Demikianlah terjadi di zaman dahulu. Adapun saat sekarang ini, sebaiknya sang imam salat tarawih melihat kondisi jama`ahnya: apakah mereka semangat atau malas? Imam hendaknya membaca beberapa ayat yang sekiranya makmum tidak malas untuk berjamaah lagi. Sebab memperbanyak jamaah yang hadit lebih utama daripada memperbanyak bacaan ayat. Juga utama menyamakan ukuran ayat di seluruh tarawih dengan perkiraan. Menyamakan ukuran ayat antara rakaat pertama dengan kedua dalam sekali salam juga lebih utama, menurut Abu Hanifah dan Abu Yusuf. Sedangkan menurut Muhammad, seyogianya ayat di rakaat pertama lebih panjang daripada di rakaat kedua, sebagaiman dalam salat fardlu.[3]
Sedangkan dalam madzhab Syafi`iyah disebutkan bahwa yang paling utama adalah membaca al-Quran dengan pembagian yang telah maklum (yang biasanya ditandai dengan huruf ع) atau membaca satu juz di tiap malam, sehingga di penutup Ramadlan khatam. Adapun membaca al-Takatsur sampai al-Lahab di rakaat pertama dan al-Ikhlash di rakaat kedua (kebiasaan yang dilakukan oleh penduduk Mekkah dan Mesir yang lalu diadopsi mayoritas penduduk Indonesia) berarti tidak melakukan yang lebih utama. Tentu saja yang demikian ini berlaku bagi orang yang hafal al-Quran. Bila yang dihapalkannya hanya memang itu, maka tidak bisa dikatakan tidak melakukan yang lebih utama.[4]
Apakah yang semestinya dilakukan di sela-sela antara salam?
Banyak terjadi di masyarakat Indonesia, bahwa di setiap selesai salam, salah satu makmum membaca shalawat dan beberapa bacaan yang mengandung doa untuk khalifah yang empat (di sebagian daerah dikenal dengan nida’ tarawih). Penulis belum menemukan reverensi perihal tersebut. Kendatipun tidak ada reverensinya misalnya, itu tidak berarti tidak baik.

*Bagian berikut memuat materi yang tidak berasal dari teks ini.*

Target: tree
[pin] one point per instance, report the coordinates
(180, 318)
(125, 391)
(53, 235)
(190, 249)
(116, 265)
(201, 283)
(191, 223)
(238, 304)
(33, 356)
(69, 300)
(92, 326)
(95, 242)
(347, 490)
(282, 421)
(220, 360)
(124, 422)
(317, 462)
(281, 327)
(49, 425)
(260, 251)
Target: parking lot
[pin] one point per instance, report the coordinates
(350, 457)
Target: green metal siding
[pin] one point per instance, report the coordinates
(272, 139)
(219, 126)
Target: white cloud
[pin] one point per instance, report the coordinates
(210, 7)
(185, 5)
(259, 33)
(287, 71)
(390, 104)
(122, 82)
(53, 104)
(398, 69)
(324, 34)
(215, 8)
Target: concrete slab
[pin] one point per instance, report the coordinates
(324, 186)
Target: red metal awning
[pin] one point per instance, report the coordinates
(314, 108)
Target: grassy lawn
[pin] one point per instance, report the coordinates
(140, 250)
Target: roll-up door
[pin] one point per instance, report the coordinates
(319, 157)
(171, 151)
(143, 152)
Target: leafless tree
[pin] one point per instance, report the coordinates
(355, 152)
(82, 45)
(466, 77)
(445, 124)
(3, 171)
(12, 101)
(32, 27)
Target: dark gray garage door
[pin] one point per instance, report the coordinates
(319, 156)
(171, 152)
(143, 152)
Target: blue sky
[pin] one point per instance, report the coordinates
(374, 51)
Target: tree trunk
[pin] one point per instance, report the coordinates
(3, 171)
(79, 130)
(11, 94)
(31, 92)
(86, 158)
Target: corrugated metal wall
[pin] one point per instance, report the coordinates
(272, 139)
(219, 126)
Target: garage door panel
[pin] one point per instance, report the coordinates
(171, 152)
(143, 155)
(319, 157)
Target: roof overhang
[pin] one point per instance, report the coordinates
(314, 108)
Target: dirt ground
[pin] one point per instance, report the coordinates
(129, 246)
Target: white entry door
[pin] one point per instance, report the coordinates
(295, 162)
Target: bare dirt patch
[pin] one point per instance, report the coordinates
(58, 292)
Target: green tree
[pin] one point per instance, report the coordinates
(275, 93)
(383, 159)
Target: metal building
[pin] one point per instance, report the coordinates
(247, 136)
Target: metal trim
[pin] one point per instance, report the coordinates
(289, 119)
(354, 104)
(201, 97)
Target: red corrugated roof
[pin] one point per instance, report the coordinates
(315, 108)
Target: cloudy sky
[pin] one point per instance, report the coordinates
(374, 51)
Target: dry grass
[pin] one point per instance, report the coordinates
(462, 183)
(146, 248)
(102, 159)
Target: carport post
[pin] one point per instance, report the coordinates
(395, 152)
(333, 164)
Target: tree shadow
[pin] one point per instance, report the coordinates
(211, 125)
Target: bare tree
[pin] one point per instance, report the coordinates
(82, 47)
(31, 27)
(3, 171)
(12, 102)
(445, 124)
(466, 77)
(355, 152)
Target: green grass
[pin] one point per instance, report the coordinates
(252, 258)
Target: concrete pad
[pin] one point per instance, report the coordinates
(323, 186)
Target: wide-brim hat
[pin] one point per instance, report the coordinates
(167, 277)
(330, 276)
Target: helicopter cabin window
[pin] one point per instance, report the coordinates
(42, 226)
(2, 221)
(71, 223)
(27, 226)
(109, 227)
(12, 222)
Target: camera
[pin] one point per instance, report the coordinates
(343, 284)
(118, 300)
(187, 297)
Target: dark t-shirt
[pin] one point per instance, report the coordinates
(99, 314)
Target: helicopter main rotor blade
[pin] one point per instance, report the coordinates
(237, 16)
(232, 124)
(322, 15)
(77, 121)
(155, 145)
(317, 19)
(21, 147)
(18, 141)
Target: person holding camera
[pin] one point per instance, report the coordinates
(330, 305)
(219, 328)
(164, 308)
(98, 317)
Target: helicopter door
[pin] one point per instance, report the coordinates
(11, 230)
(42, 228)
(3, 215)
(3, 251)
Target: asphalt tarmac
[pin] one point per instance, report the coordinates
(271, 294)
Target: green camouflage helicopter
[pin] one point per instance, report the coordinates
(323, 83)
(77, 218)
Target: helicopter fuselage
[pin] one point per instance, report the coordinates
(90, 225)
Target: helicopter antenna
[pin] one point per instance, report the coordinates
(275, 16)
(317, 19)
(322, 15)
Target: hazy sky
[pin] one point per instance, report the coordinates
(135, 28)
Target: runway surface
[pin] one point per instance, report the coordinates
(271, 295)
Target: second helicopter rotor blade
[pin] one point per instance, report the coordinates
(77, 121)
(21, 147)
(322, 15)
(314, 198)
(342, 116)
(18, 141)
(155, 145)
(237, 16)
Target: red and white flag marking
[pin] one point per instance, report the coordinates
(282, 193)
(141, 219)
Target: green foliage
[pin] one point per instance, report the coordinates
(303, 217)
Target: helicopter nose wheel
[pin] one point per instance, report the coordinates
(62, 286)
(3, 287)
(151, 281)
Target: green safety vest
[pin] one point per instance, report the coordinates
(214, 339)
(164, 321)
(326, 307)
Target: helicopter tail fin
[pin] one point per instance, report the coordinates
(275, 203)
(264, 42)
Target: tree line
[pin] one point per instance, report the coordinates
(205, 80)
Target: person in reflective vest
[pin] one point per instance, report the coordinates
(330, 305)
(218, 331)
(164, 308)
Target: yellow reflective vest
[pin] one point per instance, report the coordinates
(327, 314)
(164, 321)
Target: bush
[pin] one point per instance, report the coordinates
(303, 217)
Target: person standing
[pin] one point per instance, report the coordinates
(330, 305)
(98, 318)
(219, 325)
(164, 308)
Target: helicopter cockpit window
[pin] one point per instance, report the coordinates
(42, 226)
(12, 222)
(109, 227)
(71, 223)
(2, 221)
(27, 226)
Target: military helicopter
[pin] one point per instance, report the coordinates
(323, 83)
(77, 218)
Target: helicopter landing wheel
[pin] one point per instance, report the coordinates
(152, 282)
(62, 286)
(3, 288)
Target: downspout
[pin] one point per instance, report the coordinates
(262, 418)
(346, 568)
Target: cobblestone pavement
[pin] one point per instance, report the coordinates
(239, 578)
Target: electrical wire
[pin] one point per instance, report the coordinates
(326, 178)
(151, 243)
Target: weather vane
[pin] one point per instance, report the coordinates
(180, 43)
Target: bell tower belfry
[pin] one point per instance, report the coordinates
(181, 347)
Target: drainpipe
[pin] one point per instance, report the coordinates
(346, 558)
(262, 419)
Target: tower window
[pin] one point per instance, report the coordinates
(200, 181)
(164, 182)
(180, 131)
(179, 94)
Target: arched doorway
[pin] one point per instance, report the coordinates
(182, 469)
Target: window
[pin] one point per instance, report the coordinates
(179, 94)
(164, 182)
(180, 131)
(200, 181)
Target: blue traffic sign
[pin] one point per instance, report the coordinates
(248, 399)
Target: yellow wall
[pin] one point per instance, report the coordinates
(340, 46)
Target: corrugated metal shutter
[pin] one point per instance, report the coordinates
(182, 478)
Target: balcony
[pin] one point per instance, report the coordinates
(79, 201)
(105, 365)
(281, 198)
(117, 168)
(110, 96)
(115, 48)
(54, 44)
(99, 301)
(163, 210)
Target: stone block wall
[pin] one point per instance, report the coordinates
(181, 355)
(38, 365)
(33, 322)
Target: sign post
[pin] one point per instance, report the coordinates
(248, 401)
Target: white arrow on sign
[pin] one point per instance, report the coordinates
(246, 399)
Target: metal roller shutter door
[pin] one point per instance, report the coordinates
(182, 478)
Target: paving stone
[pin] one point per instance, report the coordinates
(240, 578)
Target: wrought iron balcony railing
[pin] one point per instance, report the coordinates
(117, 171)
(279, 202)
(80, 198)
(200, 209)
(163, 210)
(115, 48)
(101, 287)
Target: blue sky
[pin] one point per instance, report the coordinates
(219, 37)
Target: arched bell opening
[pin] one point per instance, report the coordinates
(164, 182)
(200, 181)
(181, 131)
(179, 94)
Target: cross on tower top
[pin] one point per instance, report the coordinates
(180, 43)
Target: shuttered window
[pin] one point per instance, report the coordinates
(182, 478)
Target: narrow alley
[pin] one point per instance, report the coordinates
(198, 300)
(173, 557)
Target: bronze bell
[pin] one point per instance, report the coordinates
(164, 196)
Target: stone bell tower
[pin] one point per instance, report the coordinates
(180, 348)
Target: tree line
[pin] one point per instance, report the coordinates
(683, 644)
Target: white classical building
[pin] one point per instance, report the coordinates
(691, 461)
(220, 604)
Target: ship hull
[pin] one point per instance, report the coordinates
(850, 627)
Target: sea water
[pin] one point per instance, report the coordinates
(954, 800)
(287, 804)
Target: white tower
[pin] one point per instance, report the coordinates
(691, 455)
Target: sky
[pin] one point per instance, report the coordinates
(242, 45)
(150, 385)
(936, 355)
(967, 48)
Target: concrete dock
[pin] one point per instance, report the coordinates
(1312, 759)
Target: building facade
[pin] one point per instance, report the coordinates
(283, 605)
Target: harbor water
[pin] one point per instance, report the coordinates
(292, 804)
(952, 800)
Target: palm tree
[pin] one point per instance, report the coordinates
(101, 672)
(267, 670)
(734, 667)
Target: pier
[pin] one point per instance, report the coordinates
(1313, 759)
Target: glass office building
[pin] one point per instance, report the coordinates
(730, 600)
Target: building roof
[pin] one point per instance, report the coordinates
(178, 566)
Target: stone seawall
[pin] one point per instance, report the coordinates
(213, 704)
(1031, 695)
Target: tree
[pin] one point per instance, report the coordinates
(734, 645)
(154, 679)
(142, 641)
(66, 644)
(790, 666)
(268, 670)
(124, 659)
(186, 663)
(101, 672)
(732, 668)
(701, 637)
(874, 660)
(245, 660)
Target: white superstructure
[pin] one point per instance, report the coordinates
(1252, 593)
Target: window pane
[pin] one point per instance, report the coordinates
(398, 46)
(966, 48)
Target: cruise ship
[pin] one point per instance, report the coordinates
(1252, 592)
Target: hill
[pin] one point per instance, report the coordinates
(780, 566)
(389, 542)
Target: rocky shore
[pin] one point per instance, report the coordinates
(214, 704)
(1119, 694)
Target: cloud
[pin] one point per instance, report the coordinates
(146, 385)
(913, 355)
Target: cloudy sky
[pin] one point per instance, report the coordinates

Tarawih (تراويح) adalah bentuk jamak dari tarwih (ترويح), yang berarti istirahat, rehat, atau tempat beristirahat. Dengan demikian, salat tarawih adalah salat yang antara dua rakaatnya diselingi dengan istirahat. Barangkali bacaan-bacaan yang menyelingi itu sebagai bentuk istirahat tersebut. Sebagian ulama ada yang berpendapat bahwa kata itu diam diambil dari murawahah (مراوحة) yang berarti diulang-ulang. Kalaupun nida` tarawih itu tidak disebut sebagai bentuk istirahat, menurut pendapat ini, tetap salat yang dilakukan penduduk Indonesisa disebut salat tarawih.[5]
Yang jelas, sebelum melakukan tarawih, seorang makmum disunnahkan membaca (اَلصَّلَاةَ جَامِعَةً).[6]
[1] Abdurrahmman al-Jaziry, al-Fiqh `ala al-Madzahib al-Arba`ah, juz: I, hlm: 26.
[2] Al-Sarakhsy, al-Mabsuth, juz: II, hllm: 148.
[3] Badai` al-Shanai`, juz: III, hlm: 150, Maktabah Syamilah.
[4] I`anat al-Thalibin, juz: I, hlm: 266-267, Maktabah Syamilah.
[5] Al-Mubda`, juz: II, hlm: 17.
[6] Abu Yahya Zakariya al-Anshary, Fath al-Wahhab, juz: I, hlm: 34, Beirut: Dar al-Fikr.